NVIDIA announced Nemotron 3 Super at GTC 2026 on March 11, the first AI model designed from the ground up for multi-agent systems. The 120-billion-parameter model activates only 12 billion parameters per inference—a 10x efficiency gain that makes running autonomous agents 24/7 economically viable. It already outperforms GPT-5.4 and Claude 4.6 Opus on agentic benchmarks despite being fully open-source, signaling a shift toward specialized models optimized for production agent deployments rather than general-purpose chat.
The 10x Efficiency Breakthrough
Nemotron 3 Super uses a Latent Mixture-of-Experts architecture that activates only a subset of its parameters for each inference request. While the model contains 120 billion total parameters, only 12 billion are active during any single forward pass—activating four expert specialists for the computational cost of one. This matters because multi-agent systems run continuously, not on-demand like chatbots. Lower active parameters translate directly to reduced inference costs and latency.
NVIDIA claims 5x higher throughput compared to the previous Nemotron model, 2.2x higher throughput than gpt-oss-120B, and 7.5x better than Qwen3.5-122B in high-volume scenarios. The model also trains natively in NVFP4 precision—a 4-bit floating-point format optimized for Blackwell GPUs—which reduces memory footprint by 3.5x compared to FP16 and delivers 4x faster inference on B200 chips versus FP8 on H100. For developers deploying complex agent workflows, this means the difference between prohibitive costs and production viability.
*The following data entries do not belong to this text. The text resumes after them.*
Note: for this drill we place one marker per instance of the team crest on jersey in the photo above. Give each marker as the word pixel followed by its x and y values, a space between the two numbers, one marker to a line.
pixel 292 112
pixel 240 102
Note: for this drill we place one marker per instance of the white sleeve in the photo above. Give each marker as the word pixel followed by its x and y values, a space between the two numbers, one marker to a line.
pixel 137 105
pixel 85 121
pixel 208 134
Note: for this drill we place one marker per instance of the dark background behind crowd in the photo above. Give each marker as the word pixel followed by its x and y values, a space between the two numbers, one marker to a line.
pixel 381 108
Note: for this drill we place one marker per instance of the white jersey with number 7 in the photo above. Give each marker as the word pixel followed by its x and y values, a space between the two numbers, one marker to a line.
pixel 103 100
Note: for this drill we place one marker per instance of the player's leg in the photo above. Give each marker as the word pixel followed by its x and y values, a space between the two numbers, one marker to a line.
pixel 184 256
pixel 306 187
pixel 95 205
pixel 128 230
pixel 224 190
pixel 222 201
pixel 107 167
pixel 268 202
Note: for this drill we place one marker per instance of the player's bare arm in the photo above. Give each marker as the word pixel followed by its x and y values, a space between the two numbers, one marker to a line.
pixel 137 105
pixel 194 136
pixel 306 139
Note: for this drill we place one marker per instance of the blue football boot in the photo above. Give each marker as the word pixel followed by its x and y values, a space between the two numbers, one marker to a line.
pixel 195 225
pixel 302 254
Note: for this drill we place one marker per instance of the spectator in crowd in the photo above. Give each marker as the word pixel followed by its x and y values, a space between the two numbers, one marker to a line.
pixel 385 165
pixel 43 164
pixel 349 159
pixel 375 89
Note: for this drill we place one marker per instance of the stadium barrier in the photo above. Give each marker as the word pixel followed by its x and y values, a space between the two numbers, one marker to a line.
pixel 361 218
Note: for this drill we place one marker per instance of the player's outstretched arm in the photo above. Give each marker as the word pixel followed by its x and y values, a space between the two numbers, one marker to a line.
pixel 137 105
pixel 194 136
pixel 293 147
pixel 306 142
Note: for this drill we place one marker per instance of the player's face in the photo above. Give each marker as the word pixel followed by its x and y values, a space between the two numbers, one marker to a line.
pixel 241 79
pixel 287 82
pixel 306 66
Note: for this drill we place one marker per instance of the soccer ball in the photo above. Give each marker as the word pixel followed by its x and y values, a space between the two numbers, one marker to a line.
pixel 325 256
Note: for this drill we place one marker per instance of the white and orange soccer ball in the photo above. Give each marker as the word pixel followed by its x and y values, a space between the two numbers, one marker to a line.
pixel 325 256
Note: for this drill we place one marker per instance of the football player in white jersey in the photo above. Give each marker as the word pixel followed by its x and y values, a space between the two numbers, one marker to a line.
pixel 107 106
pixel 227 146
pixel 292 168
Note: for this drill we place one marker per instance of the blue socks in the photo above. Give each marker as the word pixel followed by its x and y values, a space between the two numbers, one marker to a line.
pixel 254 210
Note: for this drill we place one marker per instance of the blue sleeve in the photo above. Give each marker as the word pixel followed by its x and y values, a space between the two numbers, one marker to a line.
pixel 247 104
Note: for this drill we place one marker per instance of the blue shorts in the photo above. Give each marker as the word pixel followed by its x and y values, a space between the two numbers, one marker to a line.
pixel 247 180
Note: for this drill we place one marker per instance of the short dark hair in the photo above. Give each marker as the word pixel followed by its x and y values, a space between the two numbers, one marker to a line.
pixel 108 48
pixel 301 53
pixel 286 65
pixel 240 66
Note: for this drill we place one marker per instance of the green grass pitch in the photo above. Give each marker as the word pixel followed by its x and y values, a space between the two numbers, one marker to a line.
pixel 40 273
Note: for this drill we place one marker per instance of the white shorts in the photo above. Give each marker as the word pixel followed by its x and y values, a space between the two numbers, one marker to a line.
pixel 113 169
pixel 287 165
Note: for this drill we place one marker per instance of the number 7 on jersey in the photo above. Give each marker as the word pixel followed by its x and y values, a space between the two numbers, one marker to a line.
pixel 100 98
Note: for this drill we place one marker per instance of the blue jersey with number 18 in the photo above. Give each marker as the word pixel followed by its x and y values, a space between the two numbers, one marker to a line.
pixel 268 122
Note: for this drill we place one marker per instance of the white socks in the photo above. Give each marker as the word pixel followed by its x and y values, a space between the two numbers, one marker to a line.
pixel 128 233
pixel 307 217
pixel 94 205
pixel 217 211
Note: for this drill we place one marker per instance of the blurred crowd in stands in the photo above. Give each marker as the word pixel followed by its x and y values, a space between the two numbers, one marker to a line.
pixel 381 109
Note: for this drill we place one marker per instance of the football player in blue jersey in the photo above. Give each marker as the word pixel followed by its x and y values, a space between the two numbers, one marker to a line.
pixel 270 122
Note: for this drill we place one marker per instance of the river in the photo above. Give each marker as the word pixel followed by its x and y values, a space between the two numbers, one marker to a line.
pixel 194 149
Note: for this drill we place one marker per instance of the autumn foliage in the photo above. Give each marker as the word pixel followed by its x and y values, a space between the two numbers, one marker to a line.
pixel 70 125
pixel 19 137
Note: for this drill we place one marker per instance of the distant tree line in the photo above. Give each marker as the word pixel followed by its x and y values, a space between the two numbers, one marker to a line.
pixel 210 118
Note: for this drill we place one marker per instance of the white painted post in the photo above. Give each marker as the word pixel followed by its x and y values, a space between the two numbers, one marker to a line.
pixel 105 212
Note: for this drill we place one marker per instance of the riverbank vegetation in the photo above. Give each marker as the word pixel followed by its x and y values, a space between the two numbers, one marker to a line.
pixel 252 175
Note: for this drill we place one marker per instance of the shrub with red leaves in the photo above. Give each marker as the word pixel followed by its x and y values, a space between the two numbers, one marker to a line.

Built for Agents, Not Adapted From Chat
Unlike GPT-5.4 or Claude 4.6, which are general-purpose models adapted for agentic tasks, Nemotron 3 Super was engineered specifically for multi-agent systems. Its hybrid Mamba-Transformer architecture reflects this focus: Mamba-2 layers handle the bulk of sequence processing with linear-time complexity, making the model’s 1 million token context window practical rather than theoretical. Transformer layers activate only for attention-critical steps. The result is a model that can load an entire codebase into context and maintain full workflow state across multi-step agent operations without goal drift.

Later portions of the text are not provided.